Apple's book "The Swift Programming Language (Swift 3.1)" states the following:
As with function and method parameters, initialization parameters can have both a parameter name for use within the initializer’s body and an argument label for use when calling the initializer.
However, initializers do not have an identifying function name before their parentheses in the way that functions and methods do. Therefore, the names and types of an initializer’s parameters play a particularly important role in identifying which initializer should be called. Because of this, Swift provides an automatic argument label for every parameter in an initializer if you don’t provide one.

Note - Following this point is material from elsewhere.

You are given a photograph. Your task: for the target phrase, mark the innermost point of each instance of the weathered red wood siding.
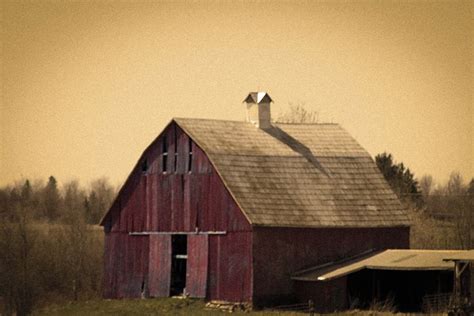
(280, 252)
(178, 201)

I don't understand the last sentence, as I didn't notice any difference between functions/methods and initializers when it comes to parameters names/labels. How is the argument label automatically provided for an initializer?
The feature being described is this: Given a struct:
struct Point {
let x: Double
let y: Double
}
Swift will automatically generate Point.init(x: Double, y: Double)
. If you add an init
method of your own in the main struct
definition, then Swift won't create that automatic init
. (If you add an init
in an extension, then you will get an automatic init
. This is why people often add convenience init
in an extension for structs.)
The point the last paragraph is trying to make is that Point(x:y:)
is preferable to Point(_:_:)
. The labels in an initializer are even more valuable than labels in method names, because all initializers have the same "base" name ("init"). They're just explaining why they didn't choose a more implicit default that some people might expect coming from other languages.
In short, sometimes unlabeled parameters make sense in methods depending on what the name of the method is and how unambiguous that makes the first parameter. But in init
, unlabeled parameters should be eyed with strong suspicion.